И он садился на берегу с пачкой листков, позаимствованных у дорогого друга, и марал их угольком, и водил по ним пальцами, растирая в серую пыль, и зарисовывал все, что видел: яростных торговок на рыбном рынке, черноволосых и рыжих девушек, толкавших лодки в прибой, ящериц, черных скорпионов размером с собственную ладонь – если сидеть тихо в полдень на склоне, такой пройдет мимо, но не укусит – здоровенные головки хвоща, бои многоножек на потеху народу, башни квартала высокородных, низенькие лавки, густонаселенные дома и их обитателей, и море, море, море.

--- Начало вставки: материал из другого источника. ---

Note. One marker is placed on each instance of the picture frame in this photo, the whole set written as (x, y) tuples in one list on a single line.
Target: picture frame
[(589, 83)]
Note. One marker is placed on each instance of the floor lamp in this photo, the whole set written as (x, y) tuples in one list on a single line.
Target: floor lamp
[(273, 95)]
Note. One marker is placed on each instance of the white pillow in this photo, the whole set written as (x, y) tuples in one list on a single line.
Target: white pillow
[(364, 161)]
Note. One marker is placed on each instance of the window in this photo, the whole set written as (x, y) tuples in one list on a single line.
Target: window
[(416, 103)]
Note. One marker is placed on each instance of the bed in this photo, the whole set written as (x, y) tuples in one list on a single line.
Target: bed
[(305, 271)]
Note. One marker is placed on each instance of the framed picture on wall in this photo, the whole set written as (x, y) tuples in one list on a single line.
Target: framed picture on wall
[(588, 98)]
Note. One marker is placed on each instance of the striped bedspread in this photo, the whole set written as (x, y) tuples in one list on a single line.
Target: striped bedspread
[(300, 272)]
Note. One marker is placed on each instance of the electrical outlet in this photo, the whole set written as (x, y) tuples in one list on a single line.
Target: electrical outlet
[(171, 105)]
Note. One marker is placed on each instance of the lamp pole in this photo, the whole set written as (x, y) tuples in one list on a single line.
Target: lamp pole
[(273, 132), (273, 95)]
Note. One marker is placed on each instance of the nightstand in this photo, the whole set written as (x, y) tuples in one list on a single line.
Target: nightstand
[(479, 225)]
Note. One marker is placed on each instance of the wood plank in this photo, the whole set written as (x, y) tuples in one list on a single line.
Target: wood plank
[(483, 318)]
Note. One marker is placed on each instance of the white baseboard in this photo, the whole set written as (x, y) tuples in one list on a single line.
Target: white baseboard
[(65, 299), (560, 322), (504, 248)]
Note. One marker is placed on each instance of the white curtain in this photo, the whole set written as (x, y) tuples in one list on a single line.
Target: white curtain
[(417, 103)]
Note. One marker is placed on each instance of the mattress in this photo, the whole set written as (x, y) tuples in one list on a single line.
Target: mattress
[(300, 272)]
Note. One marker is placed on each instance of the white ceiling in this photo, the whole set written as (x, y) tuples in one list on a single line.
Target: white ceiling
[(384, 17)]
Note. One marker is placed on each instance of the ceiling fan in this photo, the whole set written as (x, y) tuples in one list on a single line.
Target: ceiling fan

Девушки кидали ему монеты, и он часто передаривал их морю. Они смеялись и называли его «тэи на берегу».
Я Четвертый – объяснял он. Я не безумен. Я не тэи. Мне просто так нравится.
В тот день он торчал в порту, изображая на больших листах рыбаков, столпившихся вокруг него для потехи, а после за ним зашел дорогой друг, оторвав его от этого увлекательного занятия, помог раздать портреты и быстрее повел куда-нибудь, чтобы накормить обедом: такого человеколюбия поэт пока что не понимал, но принимать научился. Здесь почти на любой улице можно было зайти под навес и поесть жареной рыбы: и моряки, и рыболовы, и приезжие – все хвалили этот город за гостеприимство, и только дорогой друг, да еще – немногие ему подобные, придирчиво выбирали из сотни таких мест самые подходящие.